British Executions

Harold Apted

Age: 20

Sex: male

Crime: murder

Date Of Execution: 18 Mar 1902

Crime Location: Southborough, Tonbridge

Execution Place: Maidstone

Method: hanging

Executioner: William Billington

Source: http://greggmanning.scstamps.co.uk/Murder1/DOCA.HTML#Appleton,

Harold Apted was convicted of the murder of Frances O'Rourke 7 and sentenced to death.

Frances O'Rourke had been sent on an errand to pick up a parcel by her parents at 2pm. She arrived at the shop about an hour later and collected the parcel after waiting for some time and set off to return home at 3.50pm.

Frances O'Rourke was later seen getting into a four wheel horse drawn van at 4.30pm just down from the Cross Keys Inn and was later seen by witnesses sat in it next to the driver as it went along. Then at 5.30pm the van was seen to be being driven fast from the direction of Vauxhall Pond towards Tonbridge.

When Frances O'Rourke failed to return home a search was made but she wasn't found until the next day when she was seen by a labourer as he was walking to working in Vauxhall Pond.

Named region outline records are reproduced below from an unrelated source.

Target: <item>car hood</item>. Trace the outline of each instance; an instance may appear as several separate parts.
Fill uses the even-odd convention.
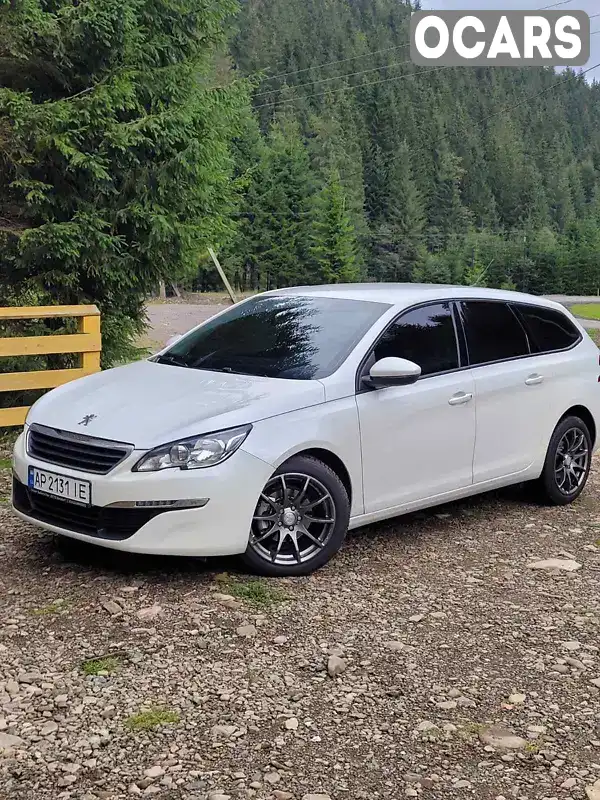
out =
[[[34,404],[27,422],[148,449],[324,400],[320,381],[230,375],[138,361],[53,389]],[[90,415],[94,416],[85,424]]]

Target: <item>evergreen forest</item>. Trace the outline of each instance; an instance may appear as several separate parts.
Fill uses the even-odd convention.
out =
[[[244,291],[596,294],[600,85],[417,67],[417,6],[0,0],[0,305],[97,303],[110,364],[208,246]]]

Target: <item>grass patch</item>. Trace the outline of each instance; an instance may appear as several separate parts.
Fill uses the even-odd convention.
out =
[[[149,731],[160,725],[175,725],[179,722],[179,712],[166,708],[151,708],[132,714],[125,720],[125,727],[132,731]]]
[[[66,600],[53,600],[51,603],[48,603],[47,606],[33,608],[31,613],[36,617],[45,617],[48,614],[61,614],[63,611],[67,611],[68,608],[69,604]]]
[[[119,667],[120,661],[117,656],[105,656],[104,658],[89,658],[81,665],[85,675],[98,675],[101,672],[115,672]]]
[[[576,317],[600,320],[600,303],[577,303],[569,308]]]
[[[266,581],[240,581],[227,574],[217,575],[215,580],[227,594],[239,597],[240,600],[259,608],[268,608],[287,599],[281,589],[271,586]]]

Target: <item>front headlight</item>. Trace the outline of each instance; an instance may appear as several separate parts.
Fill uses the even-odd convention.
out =
[[[156,472],[160,469],[200,469],[214,467],[238,449],[252,425],[242,425],[227,431],[191,436],[162,445],[146,453],[133,467],[133,472]]]

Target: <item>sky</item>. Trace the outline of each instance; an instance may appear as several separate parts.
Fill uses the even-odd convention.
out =
[[[462,9],[477,9],[483,11],[484,9],[493,9],[497,11],[511,8],[527,11],[529,9],[539,10],[544,6],[552,5],[554,2],[557,2],[557,0],[537,0],[537,2],[536,0],[421,0],[421,8],[423,11],[429,9],[446,9],[449,11],[462,11]],[[556,7],[556,11],[562,11],[563,9],[565,13],[570,9],[587,11],[591,17],[592,14],[597,14],[600,11],[600,0],[569,0],[569,2],[561,3]],[[600,31],[600,17],[591,20],[590,24],[592,31]],[[592,64],[600,63],[600,34],[592,36],[590,44],[590,61],[586,67],[581,67],[580,69],[586,69],[587,67],[591,67]],[[586,77],[589,80],[595,78],[597,81],[600,81],[600,67],[588,72]]]

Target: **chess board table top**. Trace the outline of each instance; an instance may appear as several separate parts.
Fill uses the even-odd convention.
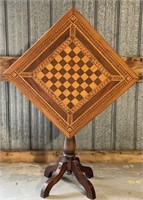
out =
[[[68,138],[138,80],[75,7],[4,74]]]

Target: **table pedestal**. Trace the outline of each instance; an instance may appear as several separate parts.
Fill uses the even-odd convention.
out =
[[[78,157],[75,157],[75,137],[68,139],[65,137],[64,141],[64,155],[59,158],[56,165],[48,166],[44,175],[48,180],[44,183],[41,190],[41,197],[46,198],[49,196],[52,187],[62,178],[66,172],[70,175],[74,173],[77,180],[85,188],[87,197],[95,199],[96,194],[93,185],[87,178],[93,177],[93,171],[90,167],[83,166]],[[85,174],[85,175],[84,175]]]

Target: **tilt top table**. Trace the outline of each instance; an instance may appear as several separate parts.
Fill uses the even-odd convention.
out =
[[[49,179],[41,197],[49,196],[67,171],[75,174],[87,197],[94,199],[95,190],[87,179],[93,172],[75,157],[74,135],[137,82],[137,75],[75,7],[4,75],[66,136],[63,157],[45,170]]]

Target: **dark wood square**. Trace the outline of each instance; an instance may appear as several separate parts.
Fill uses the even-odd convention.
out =
[[[138,80],[75,8],[4,74],[68,138]]]

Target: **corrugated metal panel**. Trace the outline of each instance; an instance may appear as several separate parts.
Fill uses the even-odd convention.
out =
[[[50,28],[50,1],[29,1],[29,44],[36,42]],[[50,149],[52,143],[51,123],[50,121],[35,108],[30,105],[31,119],[31,149]]]
[[[122,56],[143,55],[142,0],[1,0],[0,55],[21,55],[72,3]],[[142,149],[142,83],[76,136],[78,149]],[[0,83],[0,148],[59,149],[63,134],[10,83]]]
[[[120,1],[119,53],[138,54],[140,0]],[[116,149],[135,148],[136,130],[136,85],[117,100]]]

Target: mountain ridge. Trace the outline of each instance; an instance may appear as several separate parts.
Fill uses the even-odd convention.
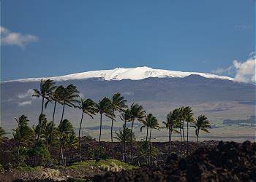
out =
[[[67,80],[79,80],[86,79],[90,78],[102,79],[106,81],[109,80],[140,80],[146,78],[184,78],[190,75],[199,75],[208,79],[218,79],[233,81],[231,77],[219,76],[216,74],[200,73],[200,72],[185,72],[178,71],[170,71],[163,69],[154,69],[147,66],[135,67],[135,68],[116,68],[110,70],[99,70],[80,72],[77,74],[67,74],[64,76],[41,77],[41,78],[28,78],[14,79],[9,81],[3,81],[1,83],[7,83],[13,82],[38,82],[42,79],[50,79],[56,82],[63,82]]]

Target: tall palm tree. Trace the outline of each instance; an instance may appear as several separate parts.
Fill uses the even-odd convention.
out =
[[[159,130],[159,124],[158,123],[157,118],[154,116],[153,114],[151,113],[146,116],[146,121],[149,127],[149,154],[150,154],[150,162],[152,164],[151,131],[152,131],[152,129]]]
[[[75,103],[79,103],[78,98],[79,98],[79,92],[77,90],[77,87],[73,84],[69,84],[63,91],[61,91],[61,95],[60,95],[60,103],[63,105],[62,106],[62,114],[61,119],[60,121],[60,124],[63,121],[64,112],[65,109],[65,106],[68,106],[69,107],[77,107]],[[64,155],[63,155],[63,141],[62,138],[62,132],[60,131],[60,150],[59,150],[59,159],[64,162]]]
[[[127,128],[127,122],[129,122],[131,119],[131,111],[129,108],[127,108],[120,116],[121,120],[122,120],[124,124],[124,130]],[[132,132],[131,132],[132,133]],[[129,135],[130,137],[130,134]],[[123,162],[127,162],[126,157],[126,140],[124,141],[124,151],[123,151]],[[132,141],[131,141],[132,142]]]
[[[18,142],[18,162],[20,162],[20,148],[21,144],[29,145],[31,143],[34,139],[34,132],[31,128],[29,127],[28,118],[22,115],[18,119],[15,118],[18,127],[12,130],[13,138]]]
[[[147,122],[147,121],[146,119],[143,119],[143,121],[141,121],[141,123],[143,124],[143,125],[140,127],[140,132],[142,132],[142,129],[143,129],[144,127],[146,128],[146,141],[148,141],[148,123]]]
[[[179,133],[179,132],[176,129],[178,128],[179,122],[178,118],[177,118],[178,111],[177,108],[174,109],[173,111],[170,111],[166,117],[166,122],[162,122],[166,129],[168,130],[168,136],[169,136],[169,155],[170,154],[171,147],[172,147],[172,134]]]
[[[130,108],[130,121],[132,122],[132,128],[131,133],[132,132],[133,124],[135,120],[141,121],[145,116],[146,111],[143,110],[142,106],[138,105],[138,103],[132,103]],[[131,135],[132,137],[132,135]],[[132,141],[132,139],[131,139]],[[133,154],[132,154],[132,142],[131,142],[131,157],[132,161],[133,162]]]
[[[4,130],[0,127],[0,143],[3,141],[4,135],[6,134]]]
[[[91,99],[83,100],[81,98],[81,100],[79,103],[79,108],[82,110],[82,116],[80,122],[79,132],[78,132],[78,143],[79,143],[79,154],[80,154],[80,161],[82,162],[82,151],[81,151],[81,142],[80,142],[80,132],[82,127],[82,122],[83,114],[86,114],[89,116],[91,118],[94,118],[93,115],[95,115],[96,108],[94,108],[94,102]]]
[[[63,149],[64,149],[64,140],[67,137],[68,135],[71,134],[74,130],[73,130],[73,127],[70,122],[69,120],[64,119],[58,126],[58,130],[60,133],[59,136],[59,140],[60,140],[60,144],[61,146],[61,162],[62,164],[64,165],[64,153],[63,153]]]
[[[184,109],[184,119],[187,122],[187,155],[189,154],[189,123],[194,122],[192,109],[187,106]]]
[[[39,98],[42,97],[42,107],[41,107],[41,114],[42,115],[43,109],[44,109],[44,103],[45,99],[49,100],[50,95],[54,92],[56,86],[55,86],[55,82],[51,79],[41,79],[40,83],[40,89],[38,90],[37,89],[34,89],[34,95],[32,96]],[[39,124],[41,124],[41,121],[39,120]],[[40,135],[40,129],[39,130],[39,135]]]
[[[111,109],[111,100],[108,98],[104,98],[102,100],[99,100],[98,103],[94,104],[96,112],[100,114],[100,123],[99,123],[99,146],[97,151],[97,158],[99,159],[99,150],[100,150],[100,139],[102,136],[102,114],[105,115],[107,117],[111,118],[113,114]]]
[[[124,111],[124,109],[127,107],[125,105],[127,100],[124,99],[120,93],[115,93],[112,97],[111,108],[112,108],[112,119],[111,119],[111,149],[112,149],[112,159],[114,158],[114,147],[113,143],[113,122],[115,118],[115,111]]]
[[[199,132],[201,130],[206,132],[210,132],[208,129],[211,128],[210,122],[205,115],[200,115],[195,120],[195,126],[192,126],[195,128],[195,135],[197,135],[197,143],[198,142]]]
[[[54,102],[53,119],[52,119],[52,122],[51,122],[52,125],[50,127],[50,141],[49,141],[50,144],[50,146],[51,146],[51,145],[53,144],[53,132],[54,116],[55,116],[55,111],[56,108],[56,104],[57,104],[57,103],[62,104],[61,96],[64,95],[64,90],[65,90],[65,88],[62,85],[59,86],[55,90],[55,91],[50,95],[49,100],[47,100],[47,102],[45,104],[45,107],[46,108],[49,102],[50,102],[50,103]]]

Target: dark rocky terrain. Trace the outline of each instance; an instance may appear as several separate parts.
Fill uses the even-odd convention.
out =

She was found partially clothed with her clothes piled up nearby in a field. An attempt had been made to rape her and she had been stabbed behind the ear. The knife was still caught up in her matted hair. It was a two bladed pocket knife with a yellowed handle. The wound was 1 1⁄2 inches deep.

A woman that had seen the van knew who the driver was and so the police went to see Harold Apted who lived in Tonbridge.

He denied the murder but blood was found on his shirt and jacket and his van had recently been scrubbed although not all the blood had been removed. The blood in the van was described as resembling mammalian blood which was said to be not too different from human blood.

The police also traced the knife to a man that said he had lent it to Harold Apted some time before. The knife had blood stains on it and human hair. A 12 year old boy said that he had seen Harold Apted borrow the knife and had also seen him kill rabbits with it saying that he would stab the rabbits by the side of their necks.

Harold Apted said that he had lost the knife some months before.